Description
Using Weaviate running from docker-compose
Image: cr.weaviate.io/semitechnologies/weaviate:1.25.1
Reranker: cr.weaviate.io/semitechnologies/reranker-transformers:cross-encoder-ms-marco-MiniLM-L-6-v2
Server Setup Information
- Weaviate Server Version: 1.25.1
- Deployment Method docker-compose
- Multi Node? No
- Client Language and Version: Python 3.12.3
Any additional Information
When running
collection = clientv4.collections.get(collection_name)
hybrid_documentsv4 = collection.query.hybrid(
query=user_input,
limit=4,
query_properties=["text", "key"],
rerank=Rerank(prop="text", query=user_input),
return_metadata=MetadataQuery(score=True)
)
responses take 50000+ ms
When I disable reranking:
collection = clientv4.collections.get(collection_name)
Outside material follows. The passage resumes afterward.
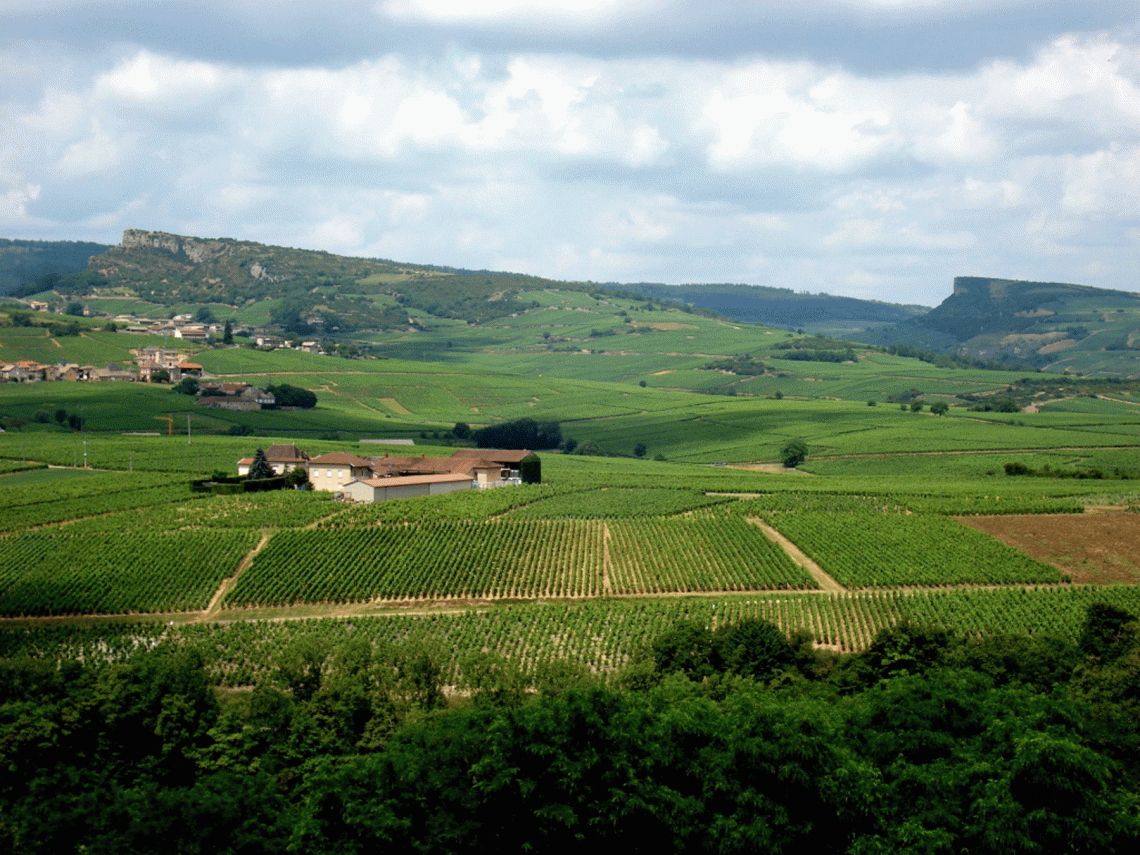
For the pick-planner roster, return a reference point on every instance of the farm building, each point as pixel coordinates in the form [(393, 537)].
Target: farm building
[(281, 457), (381, 489), (334, 470)]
hybrid_documentsv4 = collection.query.hybrid(
query=user_input,
limit=4,
query_properties=["text", "key"],
return_metadata=MetadataQuery(score=True)
)
responses take 500 ms (100x faster)
My reranker-transformers docker container uses a max of about 109% of 1 of 10 CPU core and 1.6GB RAM when executing for the 50 seconds. Even if I run parallel python threads there is no improvement in speed of reranking. And I cannot get the CPU and RAM usage to take more from my host.
I have confirmed my Docker machine can access up to 10 cores and 14 GB of RAM and there is no resoruce contention while doing the hybrid-search. This is purely and issue with the container or how weaviate client does the reranking it seems. I am unsure of how to improve my performance. 50 seconds is dreadfully slow!